Allow me to react to the column of retired chief justice Artemio Panganiban (“Solving the SC’s heavy caseload,” 8/23/20) that informed the nation that as of December 2016, the backlog of unresolved cases in the Supreme Court numbered close to 14,500 (per Gio-Samar v. DOTC, 2019), with each justice assigned to take care of almost 1,000 cases.
One of them is our family’s case, which is now in its 11th year there without any resolution in sight. Our father had already passed away due to old age. Anyway, given the herculean task involved—said to be “mission (almost) impossible”—one cannot help but wonder why that job is still to die for.
In our own pedestrian view, it is simply because, for most lawyers and lower court judges/justices, it is the best place to spend their last years before retirement (at age 70). The pay is tremendous (in millions of pesos per annum) and the retirement benefits even better (amounting to tens of millions)—regardless of the amount of work they have done or left undone. Quite a number of them retire after having put in only minimal work in that court, leaving tons of unfinished business to their successors without being subject to sanctions of any kind whatsoever.

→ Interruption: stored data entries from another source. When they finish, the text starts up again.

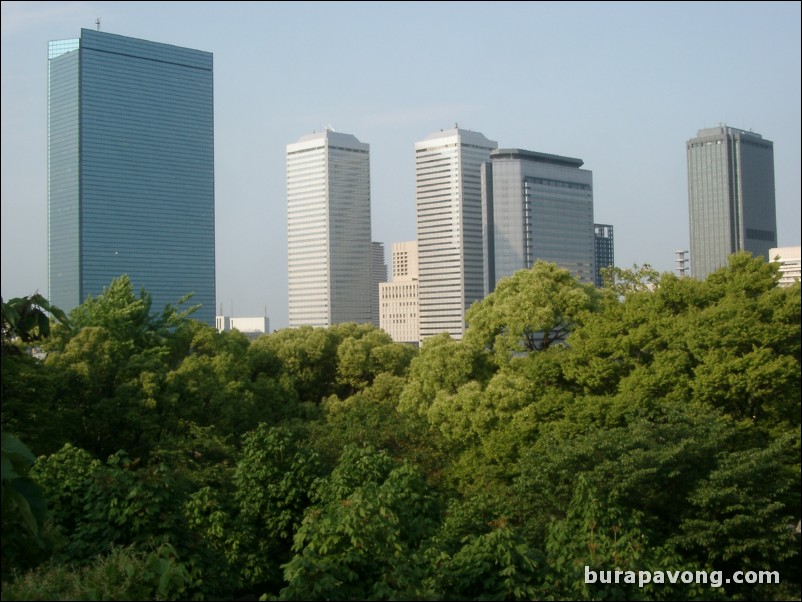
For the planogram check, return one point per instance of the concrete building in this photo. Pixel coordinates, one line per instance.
(328, 230)
(378, 271)
(789, 260)
(536, 206)
(250, 327)
(130, 170)
(400, 314)
(730, 197)
(449, 227)
(605, 251)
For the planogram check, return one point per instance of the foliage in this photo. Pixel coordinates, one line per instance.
(24, 508)
(358, 542)
(529, 311)
(26, 319)
(652, 425)
(272, 480)
(123, 574)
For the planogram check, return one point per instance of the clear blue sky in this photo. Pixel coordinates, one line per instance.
(620, 85)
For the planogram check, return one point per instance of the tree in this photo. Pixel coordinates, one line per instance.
(529, 311)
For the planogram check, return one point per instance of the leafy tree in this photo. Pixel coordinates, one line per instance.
(529, 311)
(359, 541)
(26, 319)
(272, 482)
(24, 509)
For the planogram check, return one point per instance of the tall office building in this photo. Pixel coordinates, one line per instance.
(328, 230)
(605, 251)
(730, 196)
(399, 298)
(378, 271)
(449, 227)
(536, 206)
(130, 170)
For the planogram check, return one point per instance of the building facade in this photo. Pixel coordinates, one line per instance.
(252, 328)
(328, 230)
(605, 251)
(730, 197)
(399, 298)
(449, 227)
(536, 206)
(378, 271)
(130, 170)
(790, 264)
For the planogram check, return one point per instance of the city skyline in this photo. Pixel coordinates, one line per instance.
(130, 170)
(622, 85)
(731, 197)
(328, 230)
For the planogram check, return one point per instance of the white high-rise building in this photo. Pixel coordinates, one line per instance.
(328, 230)
(449, 227)
(399, 299)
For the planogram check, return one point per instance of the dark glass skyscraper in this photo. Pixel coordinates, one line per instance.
(536, 206)
(605, 251)
(130, 170)
(730, 197)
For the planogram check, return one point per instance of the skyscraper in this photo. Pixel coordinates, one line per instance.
(328, 230)
(399, 298)
(378, 271)
(730, 197)
(449, 227)
(536, 206)
(605, 251)
(130, 170)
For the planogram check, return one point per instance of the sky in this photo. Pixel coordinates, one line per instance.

What other explanation could there be why so many cases more than 10 years old in that court (like ours) just get routinely passed on to and “inherited” by newly appointed justices who must start from square one to study those cases all over again? Then they themselves retire soon thereafter without having done much about those cases, leaving them to get passed on again to the justices who come in next through the high court’s revolving door, and so on and so forth.
The Supreme Court keeps amending the rules supposedly to expedite the disposition of cases; but no matter how fast the cases below may move, the mantra “justice delayed, justice denied” will keep resonating in the people’s minds if the highest court of the land itself remains as excruciatingly sluggish as it has always been. To reverse the public perception of it being so indifferent to the miseries of people with cases there hibernating for what seems like an eternity, something has got to give.
President Duterte, in the exercise of his “extraordinary” power and influence as chief executive and “overlord” of the entire government—now obviously with a tremendous hold on the Supreme Court—should put an end to this travesty. For starters, he can have retiring justices audited and, if found grossly delinquent in the performance of their duties, meted out some penalty in the form of substantial reductions from, or perhaps forfeiture of, their retirement benefits. The Supreme Court itself has been doing that to retiring lower court magistrates. But being “supreme,” no such sanctions are ever applied to anyone of their own. It is time to really hit them where it hurts the most — and only Mr. Duterte can make that happen, if only he would start acting like the “statesman” he often said he never signed up or ran for.